/Caulerpa_sampling

Automating sampling point extraction from diver GPS data

Caulerpa sampling in the Ria Formosa

Márcio Martins 26 Jan 2018

Caulerpa prolifera sampling transects

For Caulerpa prolifera biomass sampling, divers performed transects across a canal in the Ria Formosa lagoon (South Portugal) and stopped at pre-determined intervals to collect samples.

To determine the location of those sampling points, the divers’ position was recorded by a handheld GPS attached to a diving bouy. The GPS was recording a track, with an interval between records of 1 second.

The GPS track is continuous across all the transects, meaning it also includes boat travel.

There are a total of 4 transects

The original method to determine the sampling points was to have a user look at the video footage of the dives and mark the times at which samples were taken. Then, those times were crossed with the GPS data. This process is time consuming.

GOALS:
1. To isolate and extract the data for individual transects. 2. To determine sampling points along the transect.
3. Compare automated method with manual one.

Isolating transect data

Our GPS track was provided in “.gpx” format. For convenience, I will convert this information into a tabular format.

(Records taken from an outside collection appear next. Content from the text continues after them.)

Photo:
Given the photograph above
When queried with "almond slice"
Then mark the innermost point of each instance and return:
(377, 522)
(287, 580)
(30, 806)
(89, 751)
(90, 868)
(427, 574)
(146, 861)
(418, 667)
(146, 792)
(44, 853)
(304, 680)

There a total of 4 tracks in the device. We are only interested in the last one.

track <- readOGR("./GPS_tracks.gpx", layer = "track_points")
## OGR data source with driver: GPX 
## Source: "D:\Documentos\R_resources\z_Projects\Caulerpa_sampling\GPS_tracks.gpx", layer: "track_points"
## with 10476 features
## It has 26 fields
points <- tibble("trackID" = track@data$track_fid,   #Select variables we are interested in
                 "time"    = track@data$time,
                 "lat"     = track@coords[,2],
                 "long"    = track@coords[,1]) %>%
          filter(trackID == 4) %>%                   #Only keep track 4
          select(-trackID)                           #Remove trackID variable

#Time is imported as a factor, change to POSIXct date
points$time <- as.character(points$time) %>%
               ymd_hms()

head(points)
## # A tibble: 6 x 3
##   time                  lat  long
##   <dttm>              <dbl> <dbl>
## 1 2018-01-25 12:38:15  37.0 -7.81
## 2 2018-01-25 12:38:16  37.0 -7.81
## 3 2018-01-25 12:38:17  37.0 -7.81
## 4 2018-01-25 12:38:18  37.0 -7.81
## 5 2018-01-25 12:38:19  37.0 -7.81
## 6 2018-01-25 12:38:20  37.0 -7.81

Now the information is formated in such a way that is very easy to manipulate and plot.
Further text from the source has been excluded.